Sunday, December 26, 2010

Eye On The Prize

You are probably thinking to yourself, "Those are really big guns" and you'd be right.  These are the Ruger Super Redhawk revolvers, and they aren't built for people who have recoil-phobia.  These guns are so big that the venerable 44 magnum is considered the lightweight cartridge offered for this lineup.  Offered in this line is the aforementioned 44 magnum and the completely insane 454 Casull cartridge.  The 454 is the mack daddy of Ruger's Super Redhawk lineup. 

At the end of the Century Club Challenge awaits one of these guns.  I have already decided on the cartridge I want - the 454 Casull.  The question is which gun do I really want, the 7.5" Super Redhawk or the 2.5" Super Redhawk Alaskan?

Looking at the reloading tables makes me immediately think to myself "Go for the 7.5" barrel!"  Just look at these numbers!
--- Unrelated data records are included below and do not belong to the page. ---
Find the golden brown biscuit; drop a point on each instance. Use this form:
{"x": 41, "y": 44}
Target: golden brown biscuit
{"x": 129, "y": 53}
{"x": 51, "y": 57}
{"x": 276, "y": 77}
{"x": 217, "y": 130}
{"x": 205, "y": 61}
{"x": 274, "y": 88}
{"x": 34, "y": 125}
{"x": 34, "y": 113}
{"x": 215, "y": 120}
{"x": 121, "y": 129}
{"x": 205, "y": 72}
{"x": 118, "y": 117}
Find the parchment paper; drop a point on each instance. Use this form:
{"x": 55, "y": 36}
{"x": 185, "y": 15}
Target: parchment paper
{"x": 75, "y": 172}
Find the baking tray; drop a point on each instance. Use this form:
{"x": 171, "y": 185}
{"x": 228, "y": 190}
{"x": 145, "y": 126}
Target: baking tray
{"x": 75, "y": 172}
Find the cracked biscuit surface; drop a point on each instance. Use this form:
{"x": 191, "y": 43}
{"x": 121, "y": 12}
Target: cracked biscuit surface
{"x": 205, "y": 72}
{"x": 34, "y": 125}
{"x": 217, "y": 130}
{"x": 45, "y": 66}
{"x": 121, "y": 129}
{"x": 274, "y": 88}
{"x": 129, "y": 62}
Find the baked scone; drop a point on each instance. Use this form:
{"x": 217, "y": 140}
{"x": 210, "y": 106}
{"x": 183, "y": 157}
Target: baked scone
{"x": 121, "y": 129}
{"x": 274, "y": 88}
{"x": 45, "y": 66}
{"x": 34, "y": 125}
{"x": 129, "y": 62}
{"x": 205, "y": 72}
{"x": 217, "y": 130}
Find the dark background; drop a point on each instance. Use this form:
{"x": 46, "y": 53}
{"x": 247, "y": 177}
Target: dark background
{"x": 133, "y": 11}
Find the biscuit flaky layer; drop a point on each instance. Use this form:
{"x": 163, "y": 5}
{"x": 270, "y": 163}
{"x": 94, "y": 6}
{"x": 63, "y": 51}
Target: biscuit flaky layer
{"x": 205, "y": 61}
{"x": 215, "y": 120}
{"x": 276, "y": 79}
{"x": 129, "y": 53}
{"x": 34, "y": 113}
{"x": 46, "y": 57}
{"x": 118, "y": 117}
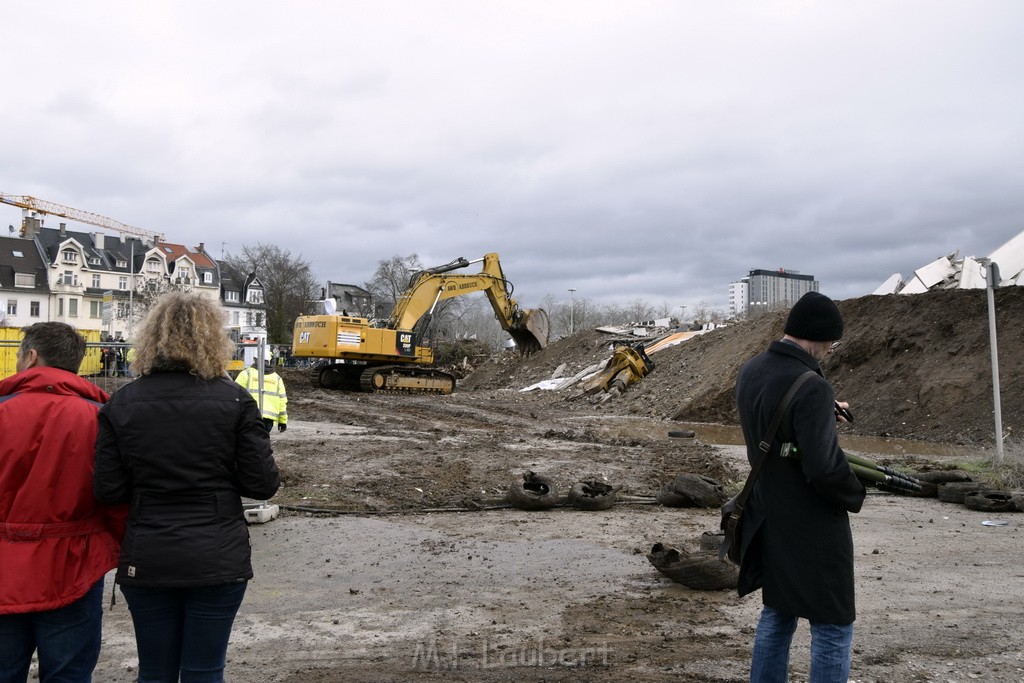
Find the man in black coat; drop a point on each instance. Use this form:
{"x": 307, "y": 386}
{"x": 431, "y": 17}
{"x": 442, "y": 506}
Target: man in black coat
{"x": 797, "y": 545}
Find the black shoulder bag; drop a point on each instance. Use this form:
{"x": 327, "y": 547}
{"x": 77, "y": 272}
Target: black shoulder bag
{"x": 732, "y": 511}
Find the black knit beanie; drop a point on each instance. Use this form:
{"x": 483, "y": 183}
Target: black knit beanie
{"x": 815, "y": 317}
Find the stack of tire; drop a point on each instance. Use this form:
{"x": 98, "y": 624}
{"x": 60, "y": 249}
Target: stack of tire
{"x": 701, "y": 571}
{"x": 956, "y": 486}
{"x": 692, "y": 491}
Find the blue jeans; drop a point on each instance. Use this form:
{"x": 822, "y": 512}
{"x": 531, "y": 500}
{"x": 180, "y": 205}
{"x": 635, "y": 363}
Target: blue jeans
{"x": 830, "y": 645}
{"x": 182, "y": 631}
{"x": 68, "y": 640}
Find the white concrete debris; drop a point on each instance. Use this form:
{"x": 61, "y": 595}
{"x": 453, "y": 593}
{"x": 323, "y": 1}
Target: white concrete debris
{"x": 970, "y": 272}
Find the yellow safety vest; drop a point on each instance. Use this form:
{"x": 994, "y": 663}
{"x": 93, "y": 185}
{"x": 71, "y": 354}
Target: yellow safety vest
{"x": 274, "y": 398}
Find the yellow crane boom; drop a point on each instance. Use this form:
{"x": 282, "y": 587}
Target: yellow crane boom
{"x": 54, "y": 209}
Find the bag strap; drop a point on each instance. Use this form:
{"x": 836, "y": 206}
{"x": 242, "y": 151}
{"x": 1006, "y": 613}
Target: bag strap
{"x": 765, "y": 445}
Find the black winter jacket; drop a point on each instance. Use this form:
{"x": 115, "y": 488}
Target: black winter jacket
{"x": 182, "y": 451}
{"x": 797, "y": 543}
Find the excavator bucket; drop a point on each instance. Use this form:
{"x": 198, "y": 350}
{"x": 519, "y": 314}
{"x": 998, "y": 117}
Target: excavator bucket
{"x": 530, "y": 330}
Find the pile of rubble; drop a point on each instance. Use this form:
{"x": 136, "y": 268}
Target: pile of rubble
{"x": 969, "y": 272}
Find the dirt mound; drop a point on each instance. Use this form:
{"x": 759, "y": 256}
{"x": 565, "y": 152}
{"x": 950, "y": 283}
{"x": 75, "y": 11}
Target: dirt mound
{"x": 912, "y": 367}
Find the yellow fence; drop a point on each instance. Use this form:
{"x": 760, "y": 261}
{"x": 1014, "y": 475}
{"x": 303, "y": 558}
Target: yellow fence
{"x": 10, "y": 338}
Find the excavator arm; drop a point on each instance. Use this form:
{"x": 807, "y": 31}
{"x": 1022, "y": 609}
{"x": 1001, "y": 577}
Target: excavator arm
{"x": 527, "y": 327}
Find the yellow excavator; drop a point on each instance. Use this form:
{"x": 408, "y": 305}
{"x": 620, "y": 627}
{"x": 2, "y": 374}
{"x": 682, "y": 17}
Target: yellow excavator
{"x": 356, "y": 354}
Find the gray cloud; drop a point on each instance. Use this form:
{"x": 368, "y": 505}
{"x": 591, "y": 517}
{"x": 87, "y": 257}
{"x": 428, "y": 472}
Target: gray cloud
{"x": 646, "y": 150}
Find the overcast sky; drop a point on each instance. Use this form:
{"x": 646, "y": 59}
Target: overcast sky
{"x": 629, "y": 150}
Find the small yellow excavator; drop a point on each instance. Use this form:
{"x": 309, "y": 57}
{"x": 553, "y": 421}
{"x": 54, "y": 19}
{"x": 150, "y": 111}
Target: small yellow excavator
{"x": 355, "y": 354}
{"x": 628, "y": 366}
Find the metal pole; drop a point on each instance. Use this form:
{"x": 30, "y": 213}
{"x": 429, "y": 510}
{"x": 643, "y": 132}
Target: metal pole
{"x": 259, "y": 365}
{"x": 992, "y": 275}
{"x": 571, "y": 309}
{"x": 131, "y": 289}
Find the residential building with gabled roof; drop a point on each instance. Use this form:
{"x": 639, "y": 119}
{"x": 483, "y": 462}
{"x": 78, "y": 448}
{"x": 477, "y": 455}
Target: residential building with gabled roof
{"x": 245, "y": 305}
{"x": 105, "y": 283}
{"x": 351, "y": 299}
{"x": 25, "y": 294}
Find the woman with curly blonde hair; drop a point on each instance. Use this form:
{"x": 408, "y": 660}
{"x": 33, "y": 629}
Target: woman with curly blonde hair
{"x": 183, "y": 329}
{"x": 181, "y": 444}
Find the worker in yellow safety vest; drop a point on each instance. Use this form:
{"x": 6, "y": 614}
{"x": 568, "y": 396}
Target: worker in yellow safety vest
{"x": 274, "y": 398}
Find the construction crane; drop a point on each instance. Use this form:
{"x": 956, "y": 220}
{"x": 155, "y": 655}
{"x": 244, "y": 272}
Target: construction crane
{"x": 54, "y": 209}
300 Grain XTP Bullet, loaded with 27.6gr of charge will travel at 1168 feet per second.  At the max of 28gr of powder, it could possibly hit 1700 fps.  Going with something more conservative, like a 250 grain Barnes X bullet will net you 1725 fps with 27.5gr of charge.  Loading it up hot can get it over 1785 fps.  That's one fast moving, really heavy bullet!  Even the lightweight 185gr XTP will go 2001 fps with a starting charge of 26.6gr.  Loaded up to its max, the potential is an out of this world 2159 feet per second... from a pistol!  At this speed, it's knocking on the back door of a 150 grain 30-30 round.  Yes, a 185gr 454 from a pistol can get going as fast as a 150 grain 30-30... from a rifle!  Amazing!
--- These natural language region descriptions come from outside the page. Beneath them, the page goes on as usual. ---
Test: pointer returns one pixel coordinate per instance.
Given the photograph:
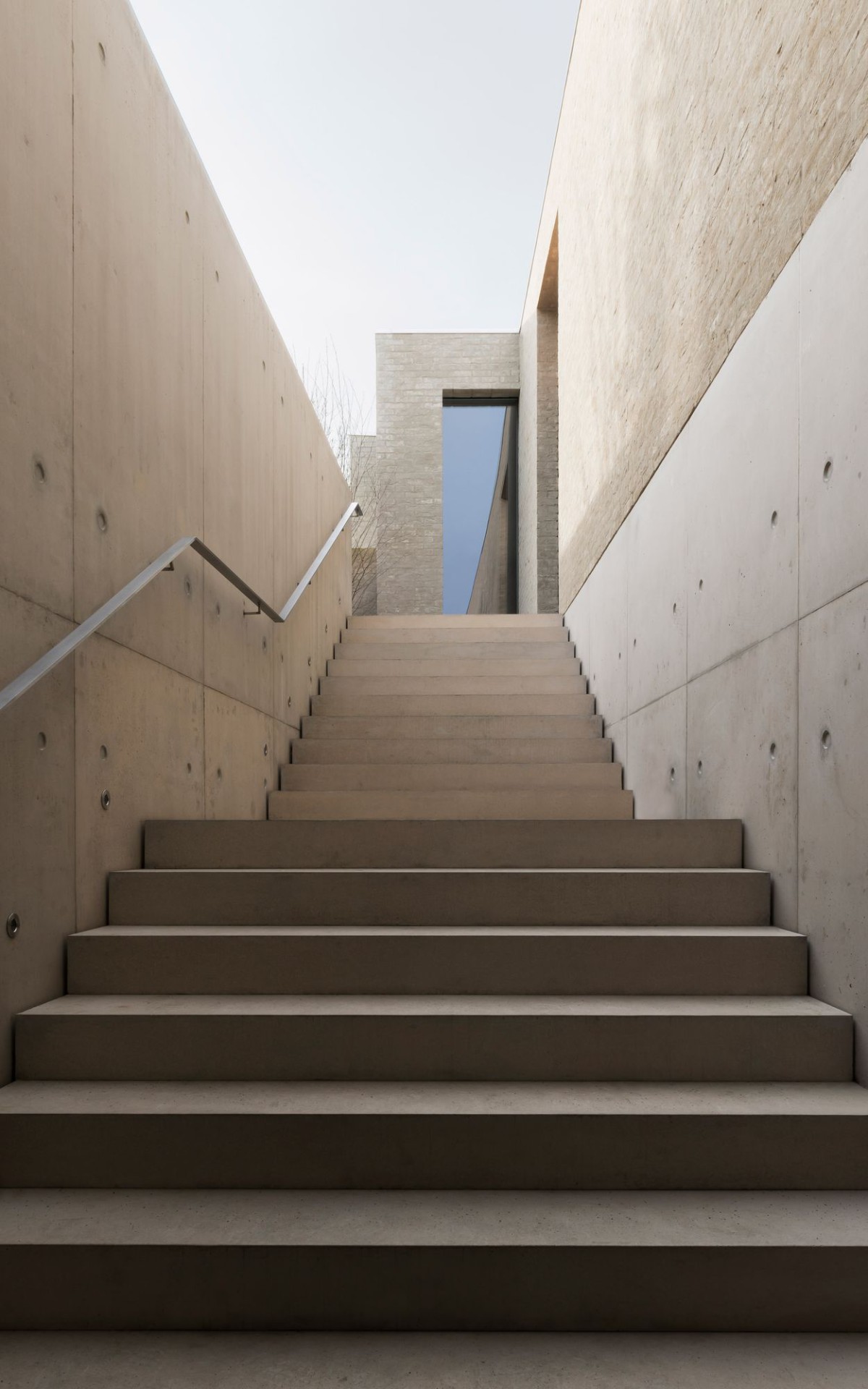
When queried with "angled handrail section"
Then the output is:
(190, 542)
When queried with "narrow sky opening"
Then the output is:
(471, 451)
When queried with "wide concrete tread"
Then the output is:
(454, 668)
(430, 1220)
(400, 705)
(438, 1360)
(495, 727)
(442, 844)
(261, 1260)
(516, 649)
(626, 1100)
(434, 1137)
(431, 1037)
(416, 750)
(409, 635)
(399, 685)
(441, 898)
(460, 621)
(417, 960)
(451, 776)
(453, 804)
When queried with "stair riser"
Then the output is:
(445, 844)
(445, 637)
(256, 1286)
(375, 1046)
(459, 749)
(451, 777)
(439, 899)
(436, 964)
(401, 705)
(511, 650)
(386, 1152)
(453, 727)
(451, 806)
(456, 668)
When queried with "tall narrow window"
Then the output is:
(472, 448)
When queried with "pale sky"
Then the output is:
(381, 161)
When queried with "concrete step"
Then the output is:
(460, 621)
(441, 898)
(424, 1260)
(451, 776)
(456, 749)
(442, 844)
(451, 804)
(469, 1360)
(398, 703)
(481, 652)
(451, 726)
(463, 685)
(434, 1137)
(433, 1038)
(453, 637)
(582, 960)
(454, 670)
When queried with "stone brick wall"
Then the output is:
(694, 148)
(414, 373)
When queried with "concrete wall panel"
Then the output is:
(744, 757)
(620, 735)
(658, 757)
(239, 467)
(139, 192)
(804, 807)
(744, 493)
(241, 759)
(527, 470)
(833, 406)
(175, 394)
(36, 816)
(658, 582)
(36, 302)
(833, 804)
(608, 638)
(139, 736)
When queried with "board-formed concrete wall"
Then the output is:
(414, 373)
(145, 395)
(694, 148)
(726, 628)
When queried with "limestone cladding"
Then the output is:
(414, 374)
(696, 146)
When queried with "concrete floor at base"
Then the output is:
(446, 1362)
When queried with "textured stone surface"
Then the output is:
(414, 373)
(694, 149)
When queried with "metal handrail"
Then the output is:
(46, 663)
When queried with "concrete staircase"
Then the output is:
(449, 1042)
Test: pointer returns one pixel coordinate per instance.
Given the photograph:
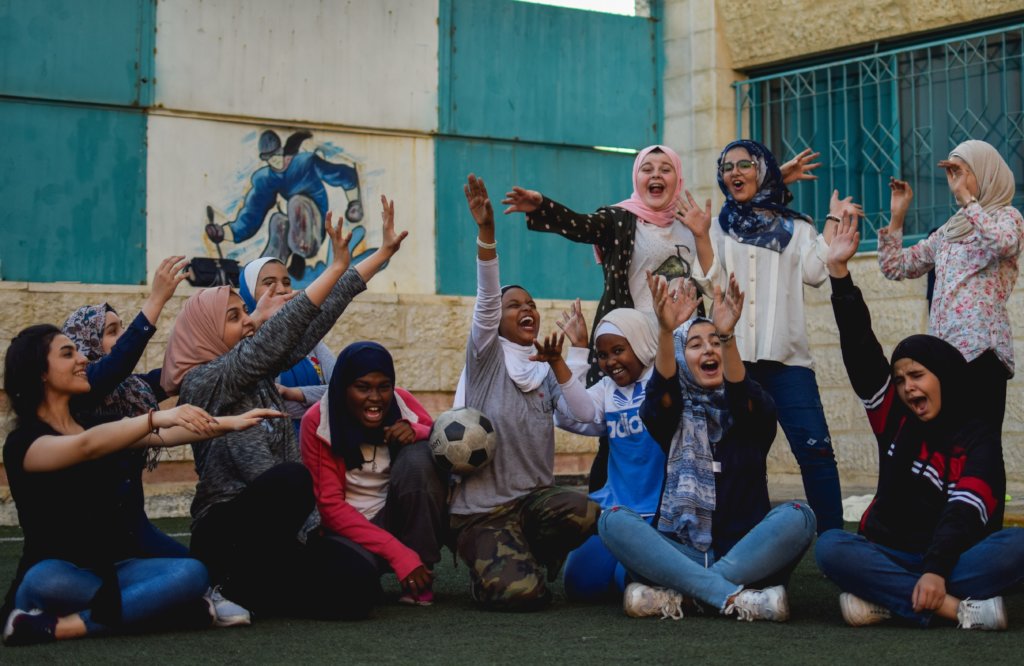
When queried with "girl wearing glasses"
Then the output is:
(774, 251)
The shorter, 2.5" barrel on the Alaskan won't be able to match the speed and power from its longer barreled cousin, but consider that there is only a 10% reduction in speed (and 20% reduction in energy) from a gun that has had its barrel cut down by over 60%.  That's not a bad trade for a gun that is a bit more convenient to carry than the long barrel version.

And this gun will be for carry.  The Redhawk Alaskan was designed for the exact purpose I want; carry.  I'm not planning on concealed carrying this firearm.  This is for the outdoors, when I'm in the deep woods, where my chances of running into large wild critters is more likely than running into another human.  This fact, however, does not dissuade me, however, from getting the 7.5" barreled version of the gun, as anything can be carried if you plan it right.  Holster choice makes a huge difference and will play a large role in determining which gun I decide on.

All in all, either one of these guns is a worthy prize, worthy of the Century Club Challenge.  As I continue to research these firearms, I will eventually come to a conclusion as to which will be best suited for me.